It’s become popular to rewrite classic command-line tools in Rust:
Shell is the essential tool for every programmer. The more familiar you become with the available tools, the more efficient you can be with using your computer.
Many Rust alternatives provide a modern, faster, and more user-friendly alternative.
One of them is broot.
What Is broot?
broot is a combination of ls
(for listing directory contents) and tree
(for listing contents in a tree-like format). You can use broot to get an overview over a directory, navigate folders, manipulate files, and more.
It’s ideal for navigating code bases from your terminal.
At first, I was sceptic. Why another tool, when tree
and ls
work well enough?
My problem with ls
is that it only works one level deep. In a deeply nested project structure, ls
isn’t very helpful.
tree
on the other hand gives me a good overview, but it lists everything. In a big project it’s become unusable as the command produces tonnes of output.
broot offers a sane alternative.
image from the broot website
broot is fast and never blocks, even when you make it search a big slow disk (any keystroke interrupts the current search to start the next one).
Customize broot
broot works well out of the box, but you can tweak it to your liking.
For example, when you press Enter
on a file, broot previews it with xdg-open
. On my machine, that’s the Mousepad editor.
You can try to edit the xdg-settings. I set xdg-open to Vim, but that was slow on my computer.
broot has a config file. You can find it by opening broot and then hitting the ?
key. The configuration uses the TOML format.

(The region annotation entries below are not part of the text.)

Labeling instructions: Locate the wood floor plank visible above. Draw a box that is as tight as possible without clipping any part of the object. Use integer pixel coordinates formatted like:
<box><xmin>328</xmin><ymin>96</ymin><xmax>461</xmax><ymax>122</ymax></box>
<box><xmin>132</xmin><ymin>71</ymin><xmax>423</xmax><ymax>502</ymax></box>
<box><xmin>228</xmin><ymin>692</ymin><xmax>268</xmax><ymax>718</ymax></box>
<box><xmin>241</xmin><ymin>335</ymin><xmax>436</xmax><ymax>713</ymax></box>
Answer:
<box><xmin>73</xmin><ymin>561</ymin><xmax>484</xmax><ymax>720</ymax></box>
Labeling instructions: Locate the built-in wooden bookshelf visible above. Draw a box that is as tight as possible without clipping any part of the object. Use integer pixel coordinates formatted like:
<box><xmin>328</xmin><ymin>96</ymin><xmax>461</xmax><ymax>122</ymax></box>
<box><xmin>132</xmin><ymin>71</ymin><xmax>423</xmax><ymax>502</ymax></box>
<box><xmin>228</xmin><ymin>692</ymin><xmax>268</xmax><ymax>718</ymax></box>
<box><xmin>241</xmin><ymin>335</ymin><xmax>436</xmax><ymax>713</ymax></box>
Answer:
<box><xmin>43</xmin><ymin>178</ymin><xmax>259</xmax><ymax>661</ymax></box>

For example, you can use bat as the preview action:
[[verbs]]
name = "view"
invocation = "view"
key = "enter"
execution = "bat {file}"
leave_broot = false
apply_to = "file"
Now, when I hit Enter
inside the broot window, the tool will spit out the contents to standard output.
Now what?
Install broot.
broot is a power-tool and proved to be very useful as my daily driver for file navigation.